Potential good news for customers, as lawyers for FTX say at least $5 billion of liquid assets have been recovered
Attorneys for the collapsed cryptocurrency exchange FTX told a Delaware bankruptcy court they have located more than $5bn (£4.1bn) of assets.
The recovered ‘liquid’ assets includes cash, crypto and securities, and it comes after FTX filed for Chapter 11 bankruptcy protection last November when a multi-billion dollar hole was found in its balance sheet – amid reports of financial impropriety.
Then just before Christmas Bankman-Fried was freed on a $250m bail, but was ordered to remain under strict supervision at his parents’ home in Palo Alto, California, and wear an ankle bracelet.
His trial is scheduled for 2 October.
US prosecutors have already secured guilty pleas from two former top associates of Bankman-Fried’s – former Alameda chief executive Caroline Ellison and former FTX chief technology officer Gary Wang – who are co-operating with prosecutors and may testify at trial.

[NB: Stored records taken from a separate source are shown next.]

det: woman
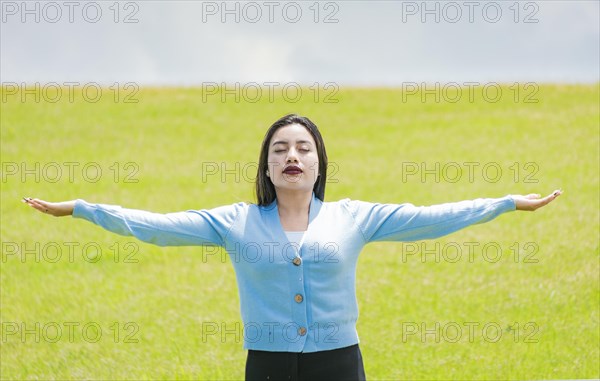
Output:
[24,115,561,380]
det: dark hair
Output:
[256,114,327,206]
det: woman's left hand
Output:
[512,189,562,212]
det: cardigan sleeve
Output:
[344,196,516,243]
[73,199,245,246]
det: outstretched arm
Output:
[344,190,561,242]
[23,198,244,246]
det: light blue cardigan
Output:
[73,193,516,352]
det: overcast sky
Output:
[0,0,600,86]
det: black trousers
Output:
[246,344,366,381]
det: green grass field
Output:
[0,84,600,380]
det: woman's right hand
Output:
[22,197,75,217]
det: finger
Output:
[29,198,50,213]
[525,193,542,200]
[535,191,561,209]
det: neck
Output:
[277,190,312,216]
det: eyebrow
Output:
[271,140,312,146]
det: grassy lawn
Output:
[0,84,600,380]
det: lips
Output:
[283,165,302,175]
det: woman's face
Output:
[267,124,319,191]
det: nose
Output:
[286,147,298,163]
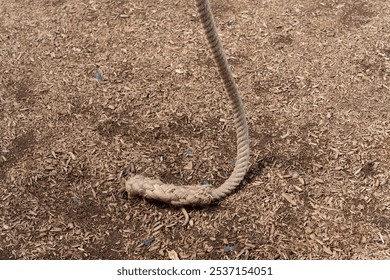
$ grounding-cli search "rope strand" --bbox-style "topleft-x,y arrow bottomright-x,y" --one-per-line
121,0 -> 249,206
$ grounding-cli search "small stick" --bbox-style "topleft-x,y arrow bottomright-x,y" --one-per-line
181,207 -> 190,227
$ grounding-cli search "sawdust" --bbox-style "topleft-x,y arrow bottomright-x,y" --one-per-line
0,0 -> 390,259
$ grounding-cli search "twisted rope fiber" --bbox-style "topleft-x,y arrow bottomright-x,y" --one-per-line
122,0 -> 249,206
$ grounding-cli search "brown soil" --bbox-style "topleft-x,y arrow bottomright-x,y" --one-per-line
0,0 -> 390,259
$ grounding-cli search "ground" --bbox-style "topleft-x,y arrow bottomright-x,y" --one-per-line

FTX’s new CEO, John J. Ray, has previously attested that at least $8 billion of customer assets were unaccounted for in the “worst” case of corporate control he’d ever seen.
But during a FTX bankruptcy hearing in a Delaware court on Wednesday, FTX attorneys were quoted by CNBC as saying the platform recovered over $5 billion worth of liquid assets, including cash and digital assets.
The news comes after federal prosecutors announced plans to seize at least $500 million worth of FTX-connected assets as part of their ongoing prosecution of Sam Bankman-Fried.
The recovery of over 5 billion dollars of cash, liquid cryptocurrency and liquid investment securities will be welcome news to FTX customers, but the $5bn recovered figure does not include any illiquid cryptocurrency assets, FTX attorney Adam Landis reportedly told the court.
He reportedly said the company’s holdings are so large that selling them would substantially affect the market, driving down their value.
FTX’s collapse was related to, among other things, a failure to correctly mark illiquid assets to market, CNBC reported.
FTX executives, including Bankman-Fried and Alameda’s CEO Caroline Ellison, borrowed against the value of the FTX-issued token FTT.
Alameda controlled the vast majority of FTT coins circulating, similar to a publicly traded companies float, and could not have liquidated their position at full book value.
Another FTX attorney, Andy Dietderich, reportedly said that the recovered funds do not include assets seized by the Securities Commission of the Bahamas, where FTX was based and where Bankman-Fried was living at the time of his arrest.